Programmes like the Microbat are aimed at producing tiny flapping-wing unmanned air vehicles with the ability to fly, hover and perch, for surveillance and reconnaissance missions inside buildings. As such, they are unlikely to influence the design of mainstream aircraft, but they provide a showcase for the capabilities of both MAFC and MEMS technologies.

Flow control

Since the beginnings of aviation, wings have been shaped to prevent separated, unstable flow, resulting in the classical aerofoil shape. Adaptive flow control could change all that, Wlezien believes. "Now, the only way to keep flows attached is with a pressure gradient. If we have a totally different way to control attachment, we can go to totally different configurations. We have only begun to scratch the surface."
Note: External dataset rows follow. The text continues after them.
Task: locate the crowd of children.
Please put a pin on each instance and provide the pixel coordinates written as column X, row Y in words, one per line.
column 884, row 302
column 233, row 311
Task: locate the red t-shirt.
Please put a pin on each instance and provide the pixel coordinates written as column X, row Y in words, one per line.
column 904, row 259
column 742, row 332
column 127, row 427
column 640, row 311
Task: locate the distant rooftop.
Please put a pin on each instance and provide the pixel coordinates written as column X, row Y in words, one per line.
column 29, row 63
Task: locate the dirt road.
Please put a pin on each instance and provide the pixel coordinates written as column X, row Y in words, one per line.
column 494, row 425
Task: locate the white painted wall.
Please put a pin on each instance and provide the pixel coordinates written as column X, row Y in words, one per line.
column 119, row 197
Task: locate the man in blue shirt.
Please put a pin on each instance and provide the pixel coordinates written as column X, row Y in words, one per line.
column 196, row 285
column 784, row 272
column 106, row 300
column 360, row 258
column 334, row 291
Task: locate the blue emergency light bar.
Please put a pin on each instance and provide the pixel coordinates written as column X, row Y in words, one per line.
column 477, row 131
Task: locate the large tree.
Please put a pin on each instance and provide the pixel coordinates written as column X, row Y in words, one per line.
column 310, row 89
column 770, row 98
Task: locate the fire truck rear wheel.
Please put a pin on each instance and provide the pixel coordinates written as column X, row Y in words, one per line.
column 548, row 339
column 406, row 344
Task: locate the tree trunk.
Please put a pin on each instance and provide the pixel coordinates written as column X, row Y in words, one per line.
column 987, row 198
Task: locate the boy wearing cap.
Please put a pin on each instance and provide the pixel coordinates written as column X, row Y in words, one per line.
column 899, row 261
Previous efforts at flow control involved massive, costly suction. "Now we can be much more subtle, using small, low-power actuators distributed on the wing," he says. "The next step is distributed sensing and actuation, so we can sense and control the separation, the way a bird feels the flow about to separate from its wing."

Wlezien describes adaptive flow control as "one of the most exciting developments in aerodynamics" since the introduction of computational fluid dynamics. "It is changing all the rules on how to design aircraft." Industry was sceptical at first, he admits, but is now getting interested.

"The aircraft people are getting much more clever about using this. It is out of the laboratory and it is real."